Знакомство Натальи Александровны и Зои Павловны продолжалось. Они часто бывали одна у другой в гостях, и Сергей Николаевич нередко присоединялся к их разговорам, и смеялся шуткам веселой соседки.
В воскресные дни брали девчат, шли купаться на речку.
Устраивались на травянистом мыске под косогором. Косогор этот назывался Горелая балка. Редкие невысокие деревья и впрямь когда-то горели, скорее всего, в войну. Большей частью они были обуглены и мертвы; некоторые пытались жить. На верхних ветвях таких жизнелюбов трепетали робкие листочки. Почему-то именно на этих деревьях водились огромные жуки-рогачи.
После купания девочки, предварительно оглядевшись по сторонам, нет ли поезда, переходили железнодорожное полотно и взбирались на склон, покрытый предательской, скользкой травой. Осторожно переходили от дерева к дереву, поднимали головы с непросохшими волосами. Если попадался жук, его сбивали на землю припасенной веткой. Брали за спинку двумя пальцами, чтобы уберечься от страшных оленьих рогов, спускались вниз.
У воды пахло речной сыростью и желтыми кубышками.

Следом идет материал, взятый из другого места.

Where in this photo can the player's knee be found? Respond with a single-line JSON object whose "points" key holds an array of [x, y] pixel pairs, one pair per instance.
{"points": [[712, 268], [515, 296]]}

Их круглые, широкие листья покачивались на мелкой волне, плыли, и никуда не могли уплыть, намертво притороченные длинными стеблями ко дну.
Наталья Александровна и Зоя Павловна лежали на расстеленном одеяле, принимали солнечные ванны, болтали о взрослом, о женском. Девочкам становилось скучно. Они сажали жука в припасенную коробку и снова лезли в воду.
На зависть Нике, Майка умела плавать. Смешно надувала щеки, барахталась, плывя по-собачьи, поднимала брызги до самого неба. Она продвигалась вперед метра на три, не больше, но по сравнению с Никой это было большим достижением.
Наталья Александровна пыталась научить Нику хотя бы держаться на воде. Но маленькая трусиха никак не могла преодолеть страх. На нее махнули рукой и оставили «собирать по дну ракушки».
Девочки выбирались на берег и смотрели, как легко, без усилий обе мамы выплывали на середину реки, да еще болтали при этом, будто на траве, на солнышке лежат.
В один из таких заплывов Зоя Павловна под честное слово поделилась секретом:
— А Ольга-то Петровна глаз положила на своего квартиранта.
Наталья Александровна весело удивилась.
— Не может быть!
И вдруг, неизвестно откуда взялось, ее кольнуло странное, ревнивое чувство.
— Почему же не может, все может быть. Мне кажется, и Алевтина к нему неровно дышит. Только она скрытная, из нее слова лишнего не вытянешь. Да и что такого, мужчина представительный, интеллигентный. За один голос влюбиться можно. Я бы и сама не прочь.